Value scores: down. reliability scores: down. Customer loyalty: no surprise—these numbers are down, too. Increasingly, CIOs are disappointed and disgruntled with the performance of their most important vendors. In fact, the number of companies with lower scores in 2006 than in 2005 outpaces those with higher scores by a margin of two to one.
This bad news is the key finding of our Vendor Value Survey for 2006. Once a year, we poll IT executives on how well their most important vendors meet their expectations for providing business value, and on the reliability and quality of their service. This year, nearly 850 qualified respondents answered the bell. We stayed with our familiar format, but added eight new companies, and included wireless telecom service vendors, such as Cingular and T-Mobile, for the first time.
Two newcomers, CDW and Trend Micro, moved past last year’s winner, Red Hat, to take first and second place. Research In Motion, Hewlett-Packard, Citrix and Motorola, also on our previous top-ten list, improved their scores. Still, the big story is the overall downward trend: The security sector didn’t fare as well as last year; just over half of respondents gave telecom companies thumbs up for reliability; and the ratings for Indian outsourcing firms sank to the low levels of their U.S. counterparts.

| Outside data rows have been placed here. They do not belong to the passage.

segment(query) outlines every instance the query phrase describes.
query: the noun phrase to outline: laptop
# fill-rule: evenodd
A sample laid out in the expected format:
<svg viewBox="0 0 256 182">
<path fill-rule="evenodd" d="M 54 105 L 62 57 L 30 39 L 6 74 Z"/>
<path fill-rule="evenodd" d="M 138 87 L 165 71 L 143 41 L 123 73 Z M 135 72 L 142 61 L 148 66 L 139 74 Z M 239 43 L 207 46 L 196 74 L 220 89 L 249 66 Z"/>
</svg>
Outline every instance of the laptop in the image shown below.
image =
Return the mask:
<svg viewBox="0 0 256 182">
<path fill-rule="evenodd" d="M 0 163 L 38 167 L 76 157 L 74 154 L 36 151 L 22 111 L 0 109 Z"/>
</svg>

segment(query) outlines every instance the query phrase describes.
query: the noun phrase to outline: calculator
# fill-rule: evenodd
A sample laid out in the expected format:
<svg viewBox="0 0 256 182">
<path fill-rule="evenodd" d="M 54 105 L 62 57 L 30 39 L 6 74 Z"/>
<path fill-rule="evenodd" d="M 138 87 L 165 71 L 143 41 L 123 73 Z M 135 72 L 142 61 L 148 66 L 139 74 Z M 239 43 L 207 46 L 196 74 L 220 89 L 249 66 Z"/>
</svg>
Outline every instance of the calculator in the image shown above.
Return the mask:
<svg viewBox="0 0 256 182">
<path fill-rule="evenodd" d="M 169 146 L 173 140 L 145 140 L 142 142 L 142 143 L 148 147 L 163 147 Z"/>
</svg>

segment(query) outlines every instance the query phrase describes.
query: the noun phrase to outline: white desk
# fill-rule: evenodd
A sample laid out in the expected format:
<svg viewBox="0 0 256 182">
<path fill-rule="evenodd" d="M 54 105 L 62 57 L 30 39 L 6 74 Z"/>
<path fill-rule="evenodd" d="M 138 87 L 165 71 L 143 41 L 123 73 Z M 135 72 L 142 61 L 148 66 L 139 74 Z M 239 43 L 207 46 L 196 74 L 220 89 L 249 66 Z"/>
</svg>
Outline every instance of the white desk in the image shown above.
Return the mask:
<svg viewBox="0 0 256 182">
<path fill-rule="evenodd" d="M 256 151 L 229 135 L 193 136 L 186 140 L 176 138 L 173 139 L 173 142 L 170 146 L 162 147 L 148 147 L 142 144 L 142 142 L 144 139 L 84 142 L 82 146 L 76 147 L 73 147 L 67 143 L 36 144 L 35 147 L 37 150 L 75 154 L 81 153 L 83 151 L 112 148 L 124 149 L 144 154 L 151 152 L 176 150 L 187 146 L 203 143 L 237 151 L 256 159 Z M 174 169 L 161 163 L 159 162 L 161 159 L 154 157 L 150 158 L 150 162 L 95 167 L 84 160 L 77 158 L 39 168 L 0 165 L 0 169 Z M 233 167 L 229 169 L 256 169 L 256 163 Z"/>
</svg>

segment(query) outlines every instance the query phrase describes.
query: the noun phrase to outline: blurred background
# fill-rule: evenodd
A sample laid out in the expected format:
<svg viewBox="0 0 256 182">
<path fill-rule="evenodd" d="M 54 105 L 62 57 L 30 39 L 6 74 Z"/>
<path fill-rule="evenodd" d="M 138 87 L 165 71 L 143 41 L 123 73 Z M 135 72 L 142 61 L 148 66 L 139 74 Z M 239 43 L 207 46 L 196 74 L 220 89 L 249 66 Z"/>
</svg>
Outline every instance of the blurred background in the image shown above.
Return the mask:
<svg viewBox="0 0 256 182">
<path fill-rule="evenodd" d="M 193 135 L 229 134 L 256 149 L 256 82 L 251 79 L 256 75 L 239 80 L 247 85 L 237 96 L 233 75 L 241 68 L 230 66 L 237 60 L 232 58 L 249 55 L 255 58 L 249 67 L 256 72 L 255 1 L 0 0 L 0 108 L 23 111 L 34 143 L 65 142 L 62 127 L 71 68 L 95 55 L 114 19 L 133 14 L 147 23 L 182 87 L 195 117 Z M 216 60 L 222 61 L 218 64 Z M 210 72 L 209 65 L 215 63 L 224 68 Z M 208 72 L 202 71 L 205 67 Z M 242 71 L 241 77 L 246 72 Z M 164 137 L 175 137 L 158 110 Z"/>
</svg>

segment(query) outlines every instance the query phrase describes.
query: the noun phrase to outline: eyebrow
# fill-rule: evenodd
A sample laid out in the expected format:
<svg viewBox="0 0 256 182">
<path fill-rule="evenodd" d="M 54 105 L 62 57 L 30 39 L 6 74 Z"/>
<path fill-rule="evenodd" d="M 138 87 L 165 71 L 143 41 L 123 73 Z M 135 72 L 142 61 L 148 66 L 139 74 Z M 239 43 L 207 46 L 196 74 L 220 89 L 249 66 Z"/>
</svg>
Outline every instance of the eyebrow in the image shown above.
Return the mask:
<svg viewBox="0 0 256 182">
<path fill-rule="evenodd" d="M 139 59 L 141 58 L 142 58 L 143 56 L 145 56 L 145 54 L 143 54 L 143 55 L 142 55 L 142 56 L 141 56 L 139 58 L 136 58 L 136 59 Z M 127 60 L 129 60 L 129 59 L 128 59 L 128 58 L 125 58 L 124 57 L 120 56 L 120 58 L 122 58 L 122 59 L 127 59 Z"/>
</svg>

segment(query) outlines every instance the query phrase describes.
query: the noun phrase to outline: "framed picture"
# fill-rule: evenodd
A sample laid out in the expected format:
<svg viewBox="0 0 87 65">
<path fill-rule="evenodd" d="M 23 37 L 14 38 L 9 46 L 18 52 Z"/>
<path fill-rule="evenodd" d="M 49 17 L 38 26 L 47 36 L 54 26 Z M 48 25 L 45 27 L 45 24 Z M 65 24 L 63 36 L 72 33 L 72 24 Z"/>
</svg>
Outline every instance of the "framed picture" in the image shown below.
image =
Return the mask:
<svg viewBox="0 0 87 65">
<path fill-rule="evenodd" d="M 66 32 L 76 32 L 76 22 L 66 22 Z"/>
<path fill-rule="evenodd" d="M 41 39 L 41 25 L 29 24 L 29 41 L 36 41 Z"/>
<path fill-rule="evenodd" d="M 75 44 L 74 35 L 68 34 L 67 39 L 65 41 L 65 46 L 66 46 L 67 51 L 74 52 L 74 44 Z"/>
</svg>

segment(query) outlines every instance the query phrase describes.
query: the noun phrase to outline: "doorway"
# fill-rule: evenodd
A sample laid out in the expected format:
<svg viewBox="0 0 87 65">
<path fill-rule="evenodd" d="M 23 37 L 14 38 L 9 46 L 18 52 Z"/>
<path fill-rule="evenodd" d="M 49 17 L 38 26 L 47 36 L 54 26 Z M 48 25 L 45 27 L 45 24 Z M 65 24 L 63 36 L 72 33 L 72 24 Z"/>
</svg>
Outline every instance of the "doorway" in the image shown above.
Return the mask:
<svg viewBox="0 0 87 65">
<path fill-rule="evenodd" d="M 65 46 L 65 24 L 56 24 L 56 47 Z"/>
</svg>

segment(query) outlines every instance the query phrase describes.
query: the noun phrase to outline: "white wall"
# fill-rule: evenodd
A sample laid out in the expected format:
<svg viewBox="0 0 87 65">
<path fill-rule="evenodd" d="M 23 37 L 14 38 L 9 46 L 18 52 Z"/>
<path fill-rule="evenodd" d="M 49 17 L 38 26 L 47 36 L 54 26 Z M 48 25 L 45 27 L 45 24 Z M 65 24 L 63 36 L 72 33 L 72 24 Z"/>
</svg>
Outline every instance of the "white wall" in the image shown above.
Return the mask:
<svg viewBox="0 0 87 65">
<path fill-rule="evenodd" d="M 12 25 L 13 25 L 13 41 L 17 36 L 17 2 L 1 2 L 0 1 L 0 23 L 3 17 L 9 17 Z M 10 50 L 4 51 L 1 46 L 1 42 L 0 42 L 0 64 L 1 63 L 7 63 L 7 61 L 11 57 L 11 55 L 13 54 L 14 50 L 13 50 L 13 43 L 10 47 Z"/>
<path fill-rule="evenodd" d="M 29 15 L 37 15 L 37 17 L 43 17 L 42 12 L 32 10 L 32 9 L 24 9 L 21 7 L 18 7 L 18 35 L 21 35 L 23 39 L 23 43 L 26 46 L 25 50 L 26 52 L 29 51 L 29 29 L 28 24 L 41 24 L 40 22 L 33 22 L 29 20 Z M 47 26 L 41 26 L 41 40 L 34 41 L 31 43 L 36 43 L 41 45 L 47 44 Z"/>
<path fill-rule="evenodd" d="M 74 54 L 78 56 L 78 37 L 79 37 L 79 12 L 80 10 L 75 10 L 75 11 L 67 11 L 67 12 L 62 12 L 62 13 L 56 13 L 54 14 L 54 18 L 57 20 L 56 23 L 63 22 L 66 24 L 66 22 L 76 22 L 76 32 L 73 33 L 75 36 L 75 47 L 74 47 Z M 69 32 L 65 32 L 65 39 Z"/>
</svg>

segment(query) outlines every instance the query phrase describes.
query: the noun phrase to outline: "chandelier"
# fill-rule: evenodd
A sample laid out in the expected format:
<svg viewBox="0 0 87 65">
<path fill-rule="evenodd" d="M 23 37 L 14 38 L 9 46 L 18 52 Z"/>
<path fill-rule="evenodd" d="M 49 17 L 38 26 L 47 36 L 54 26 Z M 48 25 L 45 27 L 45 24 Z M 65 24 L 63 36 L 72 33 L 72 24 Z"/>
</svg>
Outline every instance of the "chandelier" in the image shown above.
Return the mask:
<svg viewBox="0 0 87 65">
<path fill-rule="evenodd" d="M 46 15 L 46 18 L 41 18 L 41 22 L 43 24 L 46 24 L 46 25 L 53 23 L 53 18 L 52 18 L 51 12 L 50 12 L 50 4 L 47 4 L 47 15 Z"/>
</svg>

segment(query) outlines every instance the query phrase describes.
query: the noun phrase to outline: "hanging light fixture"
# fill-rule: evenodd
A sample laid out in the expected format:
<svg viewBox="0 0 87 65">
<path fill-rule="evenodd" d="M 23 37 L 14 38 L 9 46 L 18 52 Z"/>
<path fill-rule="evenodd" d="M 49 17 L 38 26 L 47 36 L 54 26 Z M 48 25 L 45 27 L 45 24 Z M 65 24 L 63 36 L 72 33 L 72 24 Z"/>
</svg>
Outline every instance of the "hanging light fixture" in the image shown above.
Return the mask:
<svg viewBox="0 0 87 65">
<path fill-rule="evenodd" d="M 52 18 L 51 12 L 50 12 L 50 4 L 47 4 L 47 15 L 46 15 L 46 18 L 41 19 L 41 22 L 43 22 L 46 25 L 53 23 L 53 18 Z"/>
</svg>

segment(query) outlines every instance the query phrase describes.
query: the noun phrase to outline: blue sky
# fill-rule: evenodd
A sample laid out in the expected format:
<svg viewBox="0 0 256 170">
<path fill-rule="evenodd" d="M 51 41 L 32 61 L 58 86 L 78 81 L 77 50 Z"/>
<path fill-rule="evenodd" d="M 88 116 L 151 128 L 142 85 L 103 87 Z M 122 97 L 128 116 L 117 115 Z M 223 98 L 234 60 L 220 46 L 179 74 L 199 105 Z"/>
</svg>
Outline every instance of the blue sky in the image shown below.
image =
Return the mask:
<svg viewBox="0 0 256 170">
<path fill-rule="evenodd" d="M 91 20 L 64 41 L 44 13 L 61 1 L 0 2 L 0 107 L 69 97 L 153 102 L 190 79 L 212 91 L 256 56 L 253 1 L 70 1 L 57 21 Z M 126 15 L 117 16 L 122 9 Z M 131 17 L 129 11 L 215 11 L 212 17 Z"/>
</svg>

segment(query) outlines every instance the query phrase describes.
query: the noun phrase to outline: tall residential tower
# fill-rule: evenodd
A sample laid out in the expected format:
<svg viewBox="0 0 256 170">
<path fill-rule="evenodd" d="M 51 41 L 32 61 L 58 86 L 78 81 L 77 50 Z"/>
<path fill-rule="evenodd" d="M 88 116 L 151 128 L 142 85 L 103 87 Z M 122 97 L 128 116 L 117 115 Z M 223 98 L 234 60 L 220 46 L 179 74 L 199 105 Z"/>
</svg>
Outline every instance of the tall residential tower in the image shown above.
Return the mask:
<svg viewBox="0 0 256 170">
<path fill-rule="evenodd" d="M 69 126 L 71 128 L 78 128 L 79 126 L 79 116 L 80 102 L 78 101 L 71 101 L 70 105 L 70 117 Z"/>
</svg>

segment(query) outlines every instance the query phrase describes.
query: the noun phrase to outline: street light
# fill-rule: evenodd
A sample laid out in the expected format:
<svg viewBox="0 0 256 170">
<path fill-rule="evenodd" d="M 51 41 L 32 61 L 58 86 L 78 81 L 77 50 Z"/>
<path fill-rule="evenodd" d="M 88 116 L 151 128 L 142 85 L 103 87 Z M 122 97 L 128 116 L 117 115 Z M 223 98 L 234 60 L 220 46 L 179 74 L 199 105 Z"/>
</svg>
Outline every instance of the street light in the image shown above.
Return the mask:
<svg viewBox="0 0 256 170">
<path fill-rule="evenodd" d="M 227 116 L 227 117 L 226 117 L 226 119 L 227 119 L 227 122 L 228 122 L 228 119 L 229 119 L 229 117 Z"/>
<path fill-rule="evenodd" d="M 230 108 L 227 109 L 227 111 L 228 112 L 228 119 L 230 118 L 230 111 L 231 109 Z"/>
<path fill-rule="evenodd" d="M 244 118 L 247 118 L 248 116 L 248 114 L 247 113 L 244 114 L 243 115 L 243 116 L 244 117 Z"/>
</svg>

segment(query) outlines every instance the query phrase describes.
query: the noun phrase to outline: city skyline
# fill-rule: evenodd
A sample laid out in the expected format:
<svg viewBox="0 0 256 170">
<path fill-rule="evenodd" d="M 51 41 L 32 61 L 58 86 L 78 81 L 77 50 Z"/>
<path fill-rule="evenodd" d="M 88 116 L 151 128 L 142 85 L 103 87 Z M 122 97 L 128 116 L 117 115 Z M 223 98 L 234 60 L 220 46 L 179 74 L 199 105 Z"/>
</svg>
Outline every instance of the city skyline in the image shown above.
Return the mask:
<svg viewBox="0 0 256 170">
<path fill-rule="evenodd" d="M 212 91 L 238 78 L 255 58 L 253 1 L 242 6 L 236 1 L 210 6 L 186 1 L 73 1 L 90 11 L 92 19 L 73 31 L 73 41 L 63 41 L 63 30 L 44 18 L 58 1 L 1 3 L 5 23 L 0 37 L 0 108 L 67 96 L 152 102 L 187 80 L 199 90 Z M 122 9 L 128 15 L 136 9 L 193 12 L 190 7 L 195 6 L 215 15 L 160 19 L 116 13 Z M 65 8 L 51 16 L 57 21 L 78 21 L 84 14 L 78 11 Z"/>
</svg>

Methodology: How The Survey Was Done
Other researchers have picked up this wave of discontent: A recent study by the Customer Respect Group found IT vendors’ Web sites are the worst of any industry at responding to customers’ questions. Vendors need to regain the respect of their customers now, while the economy is strong. Otherwise, if times get hard, CIOs won’t stick around when their budgets start getting cut.